A troop of horror ne’er-do-wells stalk the campsite every evening. The ring leader sports a funny circus hat and enjoys a good deal of pomp and circumstance in his routine murder. He will come upon the tent, snip its supports, and see if anyone is revealed as it crumbles flat to the ground. He is always prodding around with his cane, suggesting nothing like good intentions, and seems to be the devilish ring leader incarnate. His friends are not very nice either. There’s a lady dressed as a woman long lost in the woods of just such a horror movie. His henchman is maybe the most disturbing, carrying with him a dead and bloodied hog, which is tossed aside whenever he needs to jump to grotesque action, body-slamming the fallen tent to reveal what’s inside. His partner, a real vicious hound, ends up being the real killer, though, often gnashing through the couple, and is utilized to most disturbing and sexualized effect to attack the young woman.
There was some point where I arrived at an exclamation – what in the name of Babadook (2014) have they created here? It is that kind of semi-psychological horror story. It begins with an off-kilter family vacation where the mom soon takes ill, becoming horribly swollen while eating a pizza pie. They are out for her daughter’s birthday and she is gifted a nice but probably taboo ridden music box that must be at the center of the white cat’s dastardly time looping plan. There is a certain unevenness to Koko-Di Koko-Da then, as it moves along several parts. The opening feels detached from what follows, certainly, and then there are spare animated segments, playing out like shadow puppets outside a tent. Those cast the greatest aspersions that it has been informed as much by its Babadookian roots as its Groundhog elements.
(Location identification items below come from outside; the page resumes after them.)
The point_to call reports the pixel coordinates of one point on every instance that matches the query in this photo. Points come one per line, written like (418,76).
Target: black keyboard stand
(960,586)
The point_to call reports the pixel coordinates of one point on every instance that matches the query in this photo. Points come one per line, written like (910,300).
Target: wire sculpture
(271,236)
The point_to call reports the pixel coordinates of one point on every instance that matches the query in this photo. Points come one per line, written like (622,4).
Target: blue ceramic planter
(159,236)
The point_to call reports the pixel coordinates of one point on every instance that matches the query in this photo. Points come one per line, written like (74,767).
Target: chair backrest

Functionally, Koko-Di Koko-Da is as fun as its name. There is near-unlimited potential left in the Groundhog Day horror movie, as suggested by the greatly underappreciated Happy Death Day franchise. This only begins to stab at the central conceit of how the monotonous looping can create drawn-out dread. It builds and builds here, seeming like every outcome would be worse than the last. It does not offer some comedic relief or any other respite between its hard-coded repetitions, they are a fact of the movie, that must be accepted on its own terms.